Namun, Ririn tidak patah semangat. Perlahan ia meyakinkan sang ayah bahwa pendidikan adalah satu-satunya jalan keluar dari kemiskinan. “Saya ingin mengubah nasib keluarga yang sebelumnya cuma jadi pekerja seperti itu,” ucap Ririn di kediaman sederhana orang tuanya di Desa Terbah, Kecamatan Wates, Kulon Progo, Rabu (17/6/2026).
Keyakinan itu akhirnya membuahkan hasil. Sutiono mengalah dan mengizinkan putrinya mengikuti seleksi SNBP. Ririn, yang sejak kecil giat belajar dan kerap menjadi juara kelas, juga aktif di kegiatan non-akademik. Ia merupakan anggota tim marching band SMAN 1 Wates yang berhasil meraih juara 1 tingkat provinsi.
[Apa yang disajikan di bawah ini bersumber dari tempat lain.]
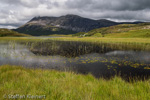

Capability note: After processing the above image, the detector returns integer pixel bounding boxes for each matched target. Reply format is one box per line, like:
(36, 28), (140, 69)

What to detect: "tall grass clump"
(0, 65), (150, 100)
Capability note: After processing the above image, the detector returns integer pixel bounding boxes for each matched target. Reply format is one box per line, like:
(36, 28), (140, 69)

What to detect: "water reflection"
(0, 43), (150, 79)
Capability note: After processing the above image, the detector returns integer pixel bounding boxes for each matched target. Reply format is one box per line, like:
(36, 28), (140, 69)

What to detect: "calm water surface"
(0, 43), (150, 80)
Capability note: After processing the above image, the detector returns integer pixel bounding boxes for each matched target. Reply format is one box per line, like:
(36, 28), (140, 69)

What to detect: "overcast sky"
(0, 0), (150, 28)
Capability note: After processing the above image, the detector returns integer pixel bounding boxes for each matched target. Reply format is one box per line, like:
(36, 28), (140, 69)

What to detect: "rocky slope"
(15, 15), (144, 36)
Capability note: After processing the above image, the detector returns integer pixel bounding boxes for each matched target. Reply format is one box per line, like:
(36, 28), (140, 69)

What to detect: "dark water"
(0, 42), (150, 80)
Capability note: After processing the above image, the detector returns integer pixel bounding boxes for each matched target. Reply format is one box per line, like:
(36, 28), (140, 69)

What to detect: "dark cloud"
(0, 0), (150, 27)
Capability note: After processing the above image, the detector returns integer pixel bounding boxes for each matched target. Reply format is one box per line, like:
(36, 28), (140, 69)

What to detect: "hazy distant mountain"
(15, 15), (144, 36)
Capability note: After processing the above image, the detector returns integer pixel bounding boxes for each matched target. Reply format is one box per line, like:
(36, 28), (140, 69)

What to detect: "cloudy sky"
(0, 0), (150, 28)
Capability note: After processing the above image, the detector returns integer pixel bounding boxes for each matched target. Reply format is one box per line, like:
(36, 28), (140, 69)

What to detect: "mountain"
(0, 28), (29, 37)
(15, 15), (145, 36)
(15, 15), (118, 36)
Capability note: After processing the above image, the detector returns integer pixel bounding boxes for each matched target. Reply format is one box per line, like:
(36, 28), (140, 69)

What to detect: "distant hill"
(15, 15), (145, 36)
(0, 28), (29, 37)
(15, 15), (117, 36)
(75, 23), (150, 38)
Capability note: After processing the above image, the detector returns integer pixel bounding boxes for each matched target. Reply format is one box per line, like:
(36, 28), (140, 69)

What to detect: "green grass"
(0, 65), (150, 100)
(0, 29), (30, 37)
(105, 29), (150, 38)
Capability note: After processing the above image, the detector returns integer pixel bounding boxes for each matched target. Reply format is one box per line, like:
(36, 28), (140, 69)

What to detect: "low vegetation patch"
(0, 29), (30, 37)
(0, 65), (150, 100)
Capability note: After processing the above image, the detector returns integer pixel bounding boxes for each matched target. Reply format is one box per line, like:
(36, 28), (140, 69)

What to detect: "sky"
(0, 0), (150, 29)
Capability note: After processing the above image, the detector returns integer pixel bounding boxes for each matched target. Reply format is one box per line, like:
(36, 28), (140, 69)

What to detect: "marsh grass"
(0, 65), (150, 100)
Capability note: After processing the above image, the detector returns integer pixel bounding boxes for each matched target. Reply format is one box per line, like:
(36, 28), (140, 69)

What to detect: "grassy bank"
(0, 65), (150, 100)
(0, 37), (150, 44)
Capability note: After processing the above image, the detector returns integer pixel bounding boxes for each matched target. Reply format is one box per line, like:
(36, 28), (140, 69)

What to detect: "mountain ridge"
(15, 14), (145, 36)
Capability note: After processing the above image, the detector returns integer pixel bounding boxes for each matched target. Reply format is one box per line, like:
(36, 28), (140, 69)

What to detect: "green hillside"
(0, 29), (29, 37)
(76, 23), (150, 38)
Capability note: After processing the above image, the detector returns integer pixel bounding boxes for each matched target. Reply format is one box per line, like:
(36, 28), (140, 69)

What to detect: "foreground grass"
(0, 37), (150, 44)
(0, 65), (150, 100)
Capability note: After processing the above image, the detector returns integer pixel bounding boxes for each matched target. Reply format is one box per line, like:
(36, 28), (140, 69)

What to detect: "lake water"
(0, 42), (150, 80)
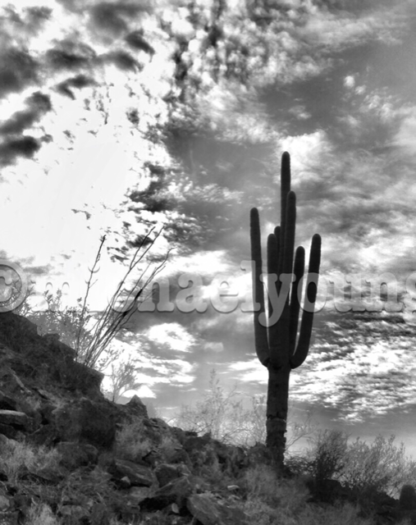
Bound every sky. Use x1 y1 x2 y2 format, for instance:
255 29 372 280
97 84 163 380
0 0 416 457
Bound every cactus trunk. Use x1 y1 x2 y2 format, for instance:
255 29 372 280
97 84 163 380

Ririn memilih jurusan Ilmu dan Industri Peternakan bukan tanpa alasan. Sejak kecil ia sudah akrab dengan unggas seperti ayam, bebek, dan burung. Hobi beternak inilah yang mendorongnya menentukan pilihan studi di bangku kuliah. Sang ibu, Nur, mendukung penuh pilihan tersebut karena sejak kecil ia melihat minat besar putrinya pada peternakan hewan.
“Saya selalu mendukung Ririn untuk mewujudkan cita-citanya,” ungkap Nur.
Kejutan terbesar datang saat Ririn dinyatakan lolos SNBP dan mendapatkan Beasiswa Pendidikan Unggul Bersubsidi 100 persen. Ia tidak perlu membayar UKT satu rupiah pun selama kuliah di UGM. Anugerah tersebut membuat Ririn dan orang tuanya kegirangan. “Tidak membayar UKT satu perak pun, merupakan hal yang tak pernah ia bayangkan sebelumnya,” tulis laporan yang disadur dari situs resmi UGM.
Ririn kini telah duduk di bangku kuliah. Satu langkah cita-citanya telah ditapaki. Ia bertekad untuk lulus menjadi sarjana yang membanggakan bagi keluarga dan Indonesia.